# 1998 Fiat Ducato Burstner puling to the right



## peaky (Jul 15, 2009)

hi everyone, i have just given our motorhome a good run ,3 hour round trip with a break in between for lunch (no mean feat on this small island ) my arm and shoulder is aching, the van keeps wanting to pull to the right and into the curb, on some roads its really bad and others not so. I asked the tyre garage in my best broken spanish about tracking., the guy looked at the front tyres and said said they were wearing ok and said i dont need the rear ones done !! (they seem to be wearing ok but have replaced one recently, at the rear so maybe not )
could this be a simple wheel alignment prob or is there something else that could be causing this ??its really uncomfortable on longer journeys fighting it off the verge any ideas ???


----------



## peaky (Jul 15, 2009)

any takers ?? or will i have one large bicep ?? lol


----------



## raynipper (Aug 4, 2008)

peaky said:


> any takers ?? or will i have one large bicep ?? lol


Hi Peaky,
This could be all sorts of reasons.
Track is only one cause and you can kerb a tyre immediately after getting tracked and back to square one again.

But some tyres are 'handed'. In other words designed to only rotate in one direction. Also different tread patterns can also cause a pull to one side.

Ray.


----------



## JockandRita (Jun 1, 2005)

Removed......see below


----------



## JockandRita (Jun 1, 2005)

Hi Peaky,

Sorry that no one else has replied to your post, in the last 24 hrs or so.............other than Ray.

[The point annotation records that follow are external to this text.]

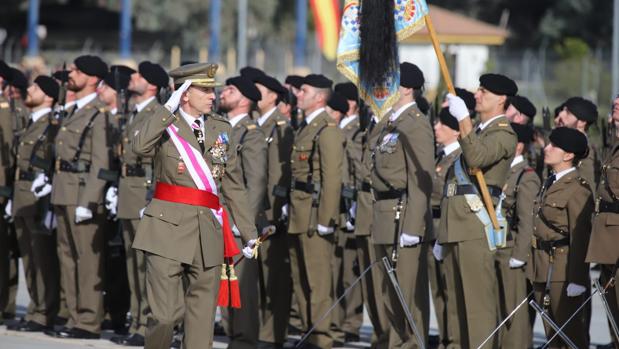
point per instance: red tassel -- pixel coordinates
(235, 292)
(223, 299)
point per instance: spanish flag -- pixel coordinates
(327, 19)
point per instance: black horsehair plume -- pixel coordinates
(378, 52)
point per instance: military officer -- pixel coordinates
(237, 101)
(185, 232)
(464, 218)
(275, 285)
(580, 113)
(562, 226)
(446, 133)
(401, 180)
(347, 318)
(520, 190)
(316, 161)
(31, 211)
(602, 245)
(77, 195)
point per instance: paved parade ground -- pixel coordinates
(14, 340)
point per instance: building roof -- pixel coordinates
(454, 28)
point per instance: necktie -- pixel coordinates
(197, 131)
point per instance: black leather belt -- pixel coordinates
(388, 195)
(606, 206)
(366, 187)
(549, 245)
(453, 189)
(73, 167)
(303, 186)
(436, 212)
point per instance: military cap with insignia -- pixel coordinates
(246, 87)
(154, 74)
(91, 65)
(411, 76)
(498, 84)
(251, 73)
(271, 83)
(583, 109)
(570, 140)
(294, 80)
(448, 120)
(338, 102)
(523, 132)
(200, 74)
(48, 85)
(523, 105)
(348, 90)
(318, 80)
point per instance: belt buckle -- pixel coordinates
(451, 189)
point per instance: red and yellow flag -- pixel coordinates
(327, 18)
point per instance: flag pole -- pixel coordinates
(450, 87)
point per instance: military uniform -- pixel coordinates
(36, 240)
(401, 179)
(316, 161)
(183, 243)
(80, 153)
(371, 284)
(462, 234)
(520, 190)
(242, 325)
(562, 226)
(442, 284)
(602, 244)
(275, 287)
(347, 318)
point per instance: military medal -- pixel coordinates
(181, 168)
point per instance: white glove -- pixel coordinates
(437, 251)
(575, 290)
(111, 200)
(40, 186)
(457, 107)
(248, 250)
(8, 209)
(409, 240)
(82, 214)
(515, 263)
(322, 230)
(175, 99)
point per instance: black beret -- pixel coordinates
(523, 105)
(5, 70)
(348, 90)
(524, 132)
(61, 75)
(448, 120)
(117, 81)
(271, 83)
(318, 80)
(570, 140)
(91, 65)
(468, 97)
(294, 80)
(338, 102)
(154, 74)
(18, 79)
(498, 84)
(251, 73)
(246, 87)
(48, 85)
(582, 108)
(411, 76)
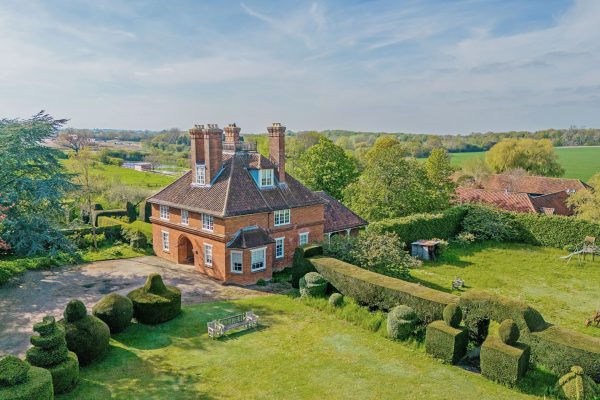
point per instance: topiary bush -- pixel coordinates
(336, 299)
(452, 315)
(20, 381)
(313, 285)
(115, 310)
(509, 332)
(86, 335)
(155, 302)
(401, 322)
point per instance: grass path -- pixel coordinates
(300, 353)
(566, 294)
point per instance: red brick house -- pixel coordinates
(238, 216)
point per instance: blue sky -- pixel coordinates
(401, 66)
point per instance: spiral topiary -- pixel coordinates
(155, 302)
(452, 315)
(50, 352)
(20, 381)
(509, 332)
(312, 285)
(401, 322)
(115, 310)
(336, 299)
(86, 335)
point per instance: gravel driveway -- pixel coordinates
(37, 293)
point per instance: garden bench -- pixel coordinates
(219, 327)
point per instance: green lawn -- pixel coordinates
(566, 294)
(298, 353)
(578, 162)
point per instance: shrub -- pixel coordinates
(115, 310)
(155, 303)
(313, 285)
(20, 381)
(452, 315)
(401, 322)
(50, 352)
(87, 336)
(381, 291)
(509, 332)
(336, 299)
(575, 385)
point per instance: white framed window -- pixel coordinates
(265, 177)
(207, 222)
(259, 257)
(164, 212)
(237, 262)
(200, 174)
(208, 254)
(185, 217)
(279, 247)
(282, 217)
(303, 238)
(165, 238)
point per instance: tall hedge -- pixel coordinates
(443, 225)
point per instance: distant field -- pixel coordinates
(578, 162)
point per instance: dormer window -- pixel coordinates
(265, 177)
(200, 174)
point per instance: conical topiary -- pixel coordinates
(575, 385)
(20, 381)
(50, 351)
(86, 335)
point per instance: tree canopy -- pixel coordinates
(33, 185)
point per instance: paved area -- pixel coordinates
(37, 293)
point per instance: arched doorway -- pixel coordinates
(185, 251)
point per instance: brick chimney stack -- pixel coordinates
(197, 151)
(232, 133)
(213, 151)
(277, 148)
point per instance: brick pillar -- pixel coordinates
(277, 148)
(213, 151)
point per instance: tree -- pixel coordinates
(535, 156)
(391, 185)
(587, 202)
(34, 184)
(326, 166)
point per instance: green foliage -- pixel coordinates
(381, 291)
(34, 186)
(443, 225)
(535, 156)
(86, 335)
(115, 310)
(509, 332)
(452, 315)
(155, 302)
(446, 342)
(336, 299)
(401, 322)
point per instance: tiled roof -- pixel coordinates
(520, 202)
(337, 216)
(249, 238)
(531, 184)
(234, 191)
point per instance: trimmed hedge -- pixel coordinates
(503, 363)
(32, 383)
(115, 310)
(381, 291)
(301, 266)
(155, 302)
(87, 336)
(443, 225)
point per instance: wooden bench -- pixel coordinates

Has it just started pulling to the right, or has it been a gradual process?
What is it like if you drive on the crown of the road, ie away from the cambers? 
Uneven tyre wear is a good indication of bad wheel alignment, as your tyre chap has already indicated to you.
Are your front tyre pressures correct? Too low a pressure can affect the handling.
Also, does the problem get any worse if you brake? A sticky RH caliper would give the same symptoms, but would also cause some overheating to that side. Is there more black brake dust on the RH wheel trim than on the LH one? An indication on it's own if the caliper was sticking.
As you are LHD, this may well be the problem, as the RH caliper is the one nearest the gutter, and it is normally the one to have problems with due to more exposure to puddles and debri, although I do appreciate that you are in the Canary Islands, with probably very little rain. 8O 

HTH,

Regards,

Jock.


----------



## hblewett (Jan 28, 2008)

This could be due to a number of other things, such as 

the brake may be binding on that side due to the calliper not moving freely Test on flat level road by braking - if it pulls up straight, suspect the brakes) 

A broken or otherwise failed spring (could be rear as well as front) 

wear in the suspension bushes or balljoints (the mis-alignment only comes when the vehicle is moving, and may be made more noticable due to camber on the road) 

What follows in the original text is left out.